Vas grimaced sadly, then looked her in the eyes. “We are on one of the Gallant’s frigates. As to what happened… What is the last thing that you remember?”
“We were fighting the Erasi–they had a new ship, a new weapon. It…it destroyed my fleet. We were abandoning ship,” Ryaana said, trying to appear calm, but inside, her heart was pounding in her chest.
“We did abandon the ship. The landing bay was hit, and decompressed. I managed to hold on to the grounding gear until the field kicked in and closed the hole, then I got us to the ship. The rest…they were not so lucky. We are the only survivors from the Gallant.”
Ryaana swallowed hard. “What about the other ships?”
“There were some who tried to escape…the Erasi hunted them down. I don’t know if anyone else survived,” Vas told her, his hand on her shoulder giving her a small squeeze.
“But…how did we escape?”
“Luck, I guess. We were at the back of the formation, the furthest away from the Erasi. And I…I shut down as much of the ship as possible, pretending to be a piece of debris until we were far enough away. The Erasi eventually took down their skim disruptors and I skimmed us to the edge of the hyperspace barrier and…well, here we are.”
“And where is here?”
“On our way to the territory we hold. I think that it will be another month in hyperspace until we reach our destination.”
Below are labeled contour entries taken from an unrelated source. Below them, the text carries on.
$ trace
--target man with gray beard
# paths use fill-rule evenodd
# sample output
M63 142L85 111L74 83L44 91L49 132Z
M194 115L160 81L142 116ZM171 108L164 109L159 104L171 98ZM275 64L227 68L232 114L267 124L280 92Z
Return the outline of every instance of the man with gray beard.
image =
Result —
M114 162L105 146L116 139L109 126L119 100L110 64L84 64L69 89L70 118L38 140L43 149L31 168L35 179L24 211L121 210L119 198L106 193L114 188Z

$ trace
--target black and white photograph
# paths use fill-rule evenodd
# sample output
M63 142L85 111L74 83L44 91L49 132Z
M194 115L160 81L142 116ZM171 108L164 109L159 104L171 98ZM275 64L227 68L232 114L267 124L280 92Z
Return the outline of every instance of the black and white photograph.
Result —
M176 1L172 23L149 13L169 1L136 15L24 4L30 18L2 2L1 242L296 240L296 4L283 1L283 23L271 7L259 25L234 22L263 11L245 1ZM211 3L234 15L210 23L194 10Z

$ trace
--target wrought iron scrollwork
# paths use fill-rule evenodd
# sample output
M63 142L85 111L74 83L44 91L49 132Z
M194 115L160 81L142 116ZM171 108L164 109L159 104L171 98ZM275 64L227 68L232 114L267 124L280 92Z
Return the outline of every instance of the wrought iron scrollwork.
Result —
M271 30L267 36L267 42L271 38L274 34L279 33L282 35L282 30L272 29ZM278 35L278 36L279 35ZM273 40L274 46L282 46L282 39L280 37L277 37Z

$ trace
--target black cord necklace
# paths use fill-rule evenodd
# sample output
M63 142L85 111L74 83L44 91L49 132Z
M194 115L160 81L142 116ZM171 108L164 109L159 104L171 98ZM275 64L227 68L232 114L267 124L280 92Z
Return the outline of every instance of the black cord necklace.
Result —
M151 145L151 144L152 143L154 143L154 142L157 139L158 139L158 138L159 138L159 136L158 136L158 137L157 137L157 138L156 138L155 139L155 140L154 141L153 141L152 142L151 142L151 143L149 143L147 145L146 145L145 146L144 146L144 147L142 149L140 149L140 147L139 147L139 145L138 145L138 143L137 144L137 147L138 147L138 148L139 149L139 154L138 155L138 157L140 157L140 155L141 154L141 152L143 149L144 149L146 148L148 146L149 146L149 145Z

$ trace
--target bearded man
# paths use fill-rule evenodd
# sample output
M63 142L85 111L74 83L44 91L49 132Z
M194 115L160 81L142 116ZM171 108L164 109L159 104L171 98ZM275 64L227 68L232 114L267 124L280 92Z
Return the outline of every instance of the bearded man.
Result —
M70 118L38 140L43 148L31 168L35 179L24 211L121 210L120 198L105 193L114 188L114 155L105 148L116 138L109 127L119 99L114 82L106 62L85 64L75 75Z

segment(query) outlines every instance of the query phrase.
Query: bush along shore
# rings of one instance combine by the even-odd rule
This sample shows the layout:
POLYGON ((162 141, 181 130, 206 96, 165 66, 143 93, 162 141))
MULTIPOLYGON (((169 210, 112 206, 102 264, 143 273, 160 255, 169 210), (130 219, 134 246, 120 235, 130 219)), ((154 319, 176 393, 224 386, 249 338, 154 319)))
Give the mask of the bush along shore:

Ryaana closed her eyes to prevent tears from leaking out. “I lost everyone.”
“The Erasi were waiting for us, and they had technology none of knew anything about. It was not your fault.”
“Of course it was!” she yelled out. “I had hundreds of thousands of living beings under my command, and all of them are dead!”
“Some might’ve survived,” Vas said emptily, and she felt a spike
of anger. She knew that he was trying to make her feel better, but it was not helping. Even if someone else had managed to survive and escape, she had still lost almost everyone else.
The Erasi weapon had been terrible and devastating, and she couldn’t even imagine what it was, but she knew that her parents needed to know about it. Pushing Vas’s hand away, she slowly stood up. Wiping her tears, she calmed herself, pushing her feelings deep inside. She was a Sentinel; she could grieve later. For now, she needed to make sure that this information reached her people, and that meant that she needed to survive.
* * *
Aranis was very impressed with Ryaana. After the initial emotional outburst she had calmed down and set herself to making sure that they reached safety. The first day she spent mostly to herself, going over the sensor data, of which there was little. Aranis had turned it off before he had left the small ship, but she went through it nevertheless, as well as the copy of the Gallant’s sensors that she had in her implant.
The day after, she had started questioning him, and he gave answers as Vas would have. He told her that he didn’t know much, that he had been hiding in the ship with its sensors turned off. He didn’t think that she suspected anything, and he could see that she was still dealing emotionally with what had happened.
On the third day he found her trying to figure out a tactic to be utilized against the Erasi warship. That had almost brought a smile to his face, as he knew there would be no need for that–unless the Erasi had another one of those ships. As far as he could tell, that was possible, but at least the one that had destroyed her force no longer existed.
After he had finished with that ship, he had destroyed every Erasi warship in the system, followed by every one of the fleeing alliance ones. He could not let anyone leave the system. Most probably hadn’t even seen anything, except perhaps the massive ship exploding, but there was no point in taking the chance. Afterward, he had taken care of the Erasi military installations on the moons and the planet by throwing several massive pieces of the Erasi warships at them.